Türk akademisyenler Antarktika'da omurgasız hayvanlar üzerine çalışma yapacak
Türkiye'deki çeşitli üniversitelerden akademisyenler, hazırladıkları proje kapsamında Antarktika'da yaşayan omurgasız hayvanlarla ilgili araştırma yürütecek.
Türkiye'deki çeşitli üniversitelerden akademisyenler, hazırladıkları proje kapsamında Antarktika'da yaşayan omurgasız hayvanlarla ilgili araştırma yürütecek.
Bolu Abant İzzet Baysal Üniversitesi Fen Edebiyat Fakültesi Hidrobiyoloji Ana Bilim Dalı Öğretim Üyesi Prof.
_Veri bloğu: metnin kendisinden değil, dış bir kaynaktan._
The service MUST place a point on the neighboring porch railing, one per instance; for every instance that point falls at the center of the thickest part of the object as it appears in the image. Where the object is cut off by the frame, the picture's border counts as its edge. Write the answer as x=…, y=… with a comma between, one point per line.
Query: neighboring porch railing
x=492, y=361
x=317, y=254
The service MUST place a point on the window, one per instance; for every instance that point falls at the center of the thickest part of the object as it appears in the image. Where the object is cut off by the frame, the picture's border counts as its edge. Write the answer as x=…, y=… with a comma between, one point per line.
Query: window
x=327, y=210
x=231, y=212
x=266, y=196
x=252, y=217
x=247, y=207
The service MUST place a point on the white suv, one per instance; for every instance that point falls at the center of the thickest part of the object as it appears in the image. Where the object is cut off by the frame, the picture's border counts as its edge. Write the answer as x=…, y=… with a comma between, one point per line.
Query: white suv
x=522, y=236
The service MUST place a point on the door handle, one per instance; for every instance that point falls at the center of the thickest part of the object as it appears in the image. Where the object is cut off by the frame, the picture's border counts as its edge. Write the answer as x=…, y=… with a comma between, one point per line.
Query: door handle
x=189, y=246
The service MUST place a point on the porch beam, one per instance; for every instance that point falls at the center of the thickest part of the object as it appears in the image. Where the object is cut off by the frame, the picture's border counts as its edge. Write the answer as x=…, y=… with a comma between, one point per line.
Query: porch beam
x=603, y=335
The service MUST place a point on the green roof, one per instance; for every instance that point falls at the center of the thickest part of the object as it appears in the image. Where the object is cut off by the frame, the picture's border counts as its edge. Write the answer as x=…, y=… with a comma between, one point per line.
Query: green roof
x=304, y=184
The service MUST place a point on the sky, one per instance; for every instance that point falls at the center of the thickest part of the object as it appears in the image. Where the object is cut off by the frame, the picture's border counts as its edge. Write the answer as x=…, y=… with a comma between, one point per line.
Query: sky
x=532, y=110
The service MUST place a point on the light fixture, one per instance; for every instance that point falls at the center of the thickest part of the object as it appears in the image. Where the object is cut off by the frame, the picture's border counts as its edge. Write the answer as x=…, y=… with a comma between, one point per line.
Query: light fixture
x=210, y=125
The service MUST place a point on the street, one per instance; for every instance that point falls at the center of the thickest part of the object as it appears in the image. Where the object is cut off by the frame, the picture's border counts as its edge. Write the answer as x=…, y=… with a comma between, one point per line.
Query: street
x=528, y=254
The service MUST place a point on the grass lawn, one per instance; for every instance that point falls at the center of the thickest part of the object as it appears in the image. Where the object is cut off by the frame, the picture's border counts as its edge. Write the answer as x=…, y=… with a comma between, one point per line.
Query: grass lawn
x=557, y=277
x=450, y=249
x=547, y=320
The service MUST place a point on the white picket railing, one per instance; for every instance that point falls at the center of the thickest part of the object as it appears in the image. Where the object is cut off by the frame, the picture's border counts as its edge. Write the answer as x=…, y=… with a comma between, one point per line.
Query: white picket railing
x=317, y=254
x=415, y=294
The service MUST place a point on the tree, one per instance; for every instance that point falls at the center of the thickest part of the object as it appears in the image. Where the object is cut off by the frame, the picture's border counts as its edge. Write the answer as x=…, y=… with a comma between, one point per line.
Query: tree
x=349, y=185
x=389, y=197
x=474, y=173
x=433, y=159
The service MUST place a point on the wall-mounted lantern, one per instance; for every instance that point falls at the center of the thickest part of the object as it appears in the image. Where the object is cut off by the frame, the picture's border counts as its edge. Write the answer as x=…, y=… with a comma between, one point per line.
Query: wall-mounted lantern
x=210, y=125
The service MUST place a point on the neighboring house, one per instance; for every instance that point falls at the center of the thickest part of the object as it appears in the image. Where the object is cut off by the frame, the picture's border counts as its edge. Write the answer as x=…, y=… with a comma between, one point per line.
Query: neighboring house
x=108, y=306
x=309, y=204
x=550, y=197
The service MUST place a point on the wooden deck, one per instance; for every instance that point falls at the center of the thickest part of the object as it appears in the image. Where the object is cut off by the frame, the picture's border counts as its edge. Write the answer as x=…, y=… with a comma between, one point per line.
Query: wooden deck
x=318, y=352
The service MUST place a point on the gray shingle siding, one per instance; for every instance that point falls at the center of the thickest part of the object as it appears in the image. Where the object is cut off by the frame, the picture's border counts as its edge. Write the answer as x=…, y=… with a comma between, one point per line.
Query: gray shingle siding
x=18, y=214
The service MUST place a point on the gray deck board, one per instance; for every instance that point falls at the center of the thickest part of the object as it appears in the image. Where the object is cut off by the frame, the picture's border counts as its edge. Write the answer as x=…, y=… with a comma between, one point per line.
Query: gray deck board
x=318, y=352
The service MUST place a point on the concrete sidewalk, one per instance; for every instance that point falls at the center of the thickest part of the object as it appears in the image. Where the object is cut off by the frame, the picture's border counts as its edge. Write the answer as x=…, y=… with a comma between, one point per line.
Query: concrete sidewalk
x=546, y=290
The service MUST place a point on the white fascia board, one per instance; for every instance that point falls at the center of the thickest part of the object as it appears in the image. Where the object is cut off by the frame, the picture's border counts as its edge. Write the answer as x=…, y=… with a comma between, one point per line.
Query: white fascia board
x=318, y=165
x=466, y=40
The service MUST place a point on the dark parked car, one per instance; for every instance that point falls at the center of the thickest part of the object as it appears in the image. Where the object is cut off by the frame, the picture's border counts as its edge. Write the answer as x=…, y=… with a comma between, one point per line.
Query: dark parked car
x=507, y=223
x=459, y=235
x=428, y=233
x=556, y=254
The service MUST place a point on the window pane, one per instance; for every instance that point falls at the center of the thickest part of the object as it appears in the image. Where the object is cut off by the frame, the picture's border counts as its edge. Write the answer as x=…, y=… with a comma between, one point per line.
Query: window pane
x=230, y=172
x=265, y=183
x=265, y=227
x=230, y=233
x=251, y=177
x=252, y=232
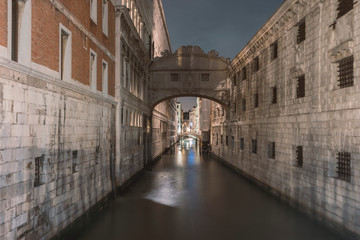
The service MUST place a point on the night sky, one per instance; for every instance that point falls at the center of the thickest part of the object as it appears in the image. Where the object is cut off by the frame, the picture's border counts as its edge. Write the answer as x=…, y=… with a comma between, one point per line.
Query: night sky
x=223, y=25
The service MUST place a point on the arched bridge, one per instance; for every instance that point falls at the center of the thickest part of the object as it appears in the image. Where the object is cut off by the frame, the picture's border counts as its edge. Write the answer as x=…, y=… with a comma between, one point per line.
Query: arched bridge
x=189, y=72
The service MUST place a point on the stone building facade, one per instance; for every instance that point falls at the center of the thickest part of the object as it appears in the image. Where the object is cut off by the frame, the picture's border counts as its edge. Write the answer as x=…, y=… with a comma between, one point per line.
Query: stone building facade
x=74, y=118
x=294, y=119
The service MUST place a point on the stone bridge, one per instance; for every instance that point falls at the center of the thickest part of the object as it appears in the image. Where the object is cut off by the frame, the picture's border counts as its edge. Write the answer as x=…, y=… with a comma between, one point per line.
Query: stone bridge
x=190, y=72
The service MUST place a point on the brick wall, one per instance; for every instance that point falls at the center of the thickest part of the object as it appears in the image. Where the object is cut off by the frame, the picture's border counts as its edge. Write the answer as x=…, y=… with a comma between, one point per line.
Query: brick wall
x=324, y=122
x=50, y=124
x=3, y=23
x=45, y=43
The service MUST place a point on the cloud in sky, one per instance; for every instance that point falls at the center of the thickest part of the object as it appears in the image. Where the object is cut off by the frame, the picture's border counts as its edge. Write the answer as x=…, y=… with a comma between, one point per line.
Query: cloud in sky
x=225, y=25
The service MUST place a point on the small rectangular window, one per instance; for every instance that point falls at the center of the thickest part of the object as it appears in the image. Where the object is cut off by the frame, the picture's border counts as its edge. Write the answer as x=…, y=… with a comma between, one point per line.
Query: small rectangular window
x=105, y=17
x=344, y=6
x=301, y=32
x=256, y=64
x=254, y=146
x=75, y=160
x=93, y=70
x=39, y=171
x=299, y=156
x=205, y=77
x=93, y=10
x=271, y=150
x=244, y=104
x=274, y=50
x=242, y=144
x=344, y=166
x=122, y=116
x=243, y=73
x=256, y=100
x=300, y=87
x=274, y=95
x=174, y=77
x=105, y=75
x=346, y=72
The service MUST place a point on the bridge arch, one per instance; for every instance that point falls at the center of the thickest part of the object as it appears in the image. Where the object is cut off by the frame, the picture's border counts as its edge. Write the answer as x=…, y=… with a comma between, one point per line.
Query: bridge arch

Dr. Okan Külköylüoğlu'nun yürütücüsü olduğu "Antarktika TAE-6 Kutup Bölgesi Omurgasızlarının Belirlenmesi ve Sedimantolojik Analizler" projesi, TÜBİTAK KUTUP 1001 çağrısı kapsamında destek almaya hak kazanan 9 projeden biri oldu.
Projede, Mersin Üniversitesinden Prof. Dr. Süphan Karaytuğ, Balıkesir Üniversitesinden Prof. Dr. Serdar Sak, Orta Doğu Teknik Üniversitesinden Prof. Dr. İsmail Ömer Yılmaz, Adıyaman Üniversitesinden Doç. Dr. Serdar Sönmez ve Türkiye Petrolleri Anonim Ortaklığından Dr. Oğuzhan Mülayim de görev alıyor.
Proje kapsamında, dünyanın en önemli soğuk habitatlarından Antarktika'ya yapılacak TAE-6 bilimsel seferi kapsamında, sefer rotası üzerinden ve Horseshoe Adası'ndaki Türk Bilim Üssü çevresindeki göl, akarsu ve deniz gibi sucul alanlarda yaşayan omurgasız hayvanlar belirlenerek analizlerinin yapılması hedefleniyor.
Prof. Dr. Külköylüoğlu, AA muhabirine, projenin kabul edilmesinden memnuniyet duyduklarını, ülkeye güzel sonuçlar getireceğine inandıklarını söyledi.
Proje kapsamında yürütecekleri çalışmalara değinen Külköylüoğlu, şöyle konuştu:
"Kutup araştırmalarında özellikle de Antarktika'da 'TAE' dediğimiz alanda, yani Türkiye'nin araştırma yapabileceği yerde çalışma yapacağız. Araştırmamızda Antarktika bölgesinde gerek karasal gerekse denizsel ortamdaki bazı organizmaların toplanması, bunların teşhisi, bu organizmaların suyla ve içinde yaşadıkları toprak ve suydaki sediment (tortu) birikimiyle ilişkilerine bakacağız."
Külköylüoğlu, "Büyük olasılıkla çok yeni türlerin burada teşhis edileceğini şimdiden söyleyebiliriz. Geniş çaplı bir örnekleme yaparak su ve sudaki çökel ya da sedimentle olası ilişkiler ortaya çıkarılarak bu ortamlardaki limnoekolojik özelliklerin hangi yönde olduğunu belirlemeye çalışacağız. Böyle bir yaklaşım literatürde bu bölge için ilk kez ülkemiz adına gerçekleştirilecektir." ifadelerini kullandı.
Çalışma sonucu elde edilecek verilerle bu türlerle ilgili ekolojik tolerans ve optimum değerlerini de ilk kez belirleyebileceklerini anlatan Külköylüoğlu, şunları kaydetti:
"Tür, su ve sediment yapısı arasındaki bu yapılar ve olgular arasındaki modelleme ortaya çıkarılacak. Böyle bir modelleme şekli geliştirme yine projemizin önemli bir yeni yaklaşımıdır. Söz konusu modeller gelecekte olası habitat değişimlerini ve boyutlarını tahmin edebilmemizde yardımcı olabilecektir. Bu da olası habitat değişimlerine karşı önlem alınması, planlarının daha sağlıklı yapılabilmesine yardımcı olabilir. Gelecekte iklim koşullarının kutuplarda başta olmak üzere nasıl etki yaptığını, yapabileceğini ve bunun olası neticelerinin ne tür bir genel sonuca ulaştırabileceğini görme imkanına da sahip olunması söz konusu olabilir."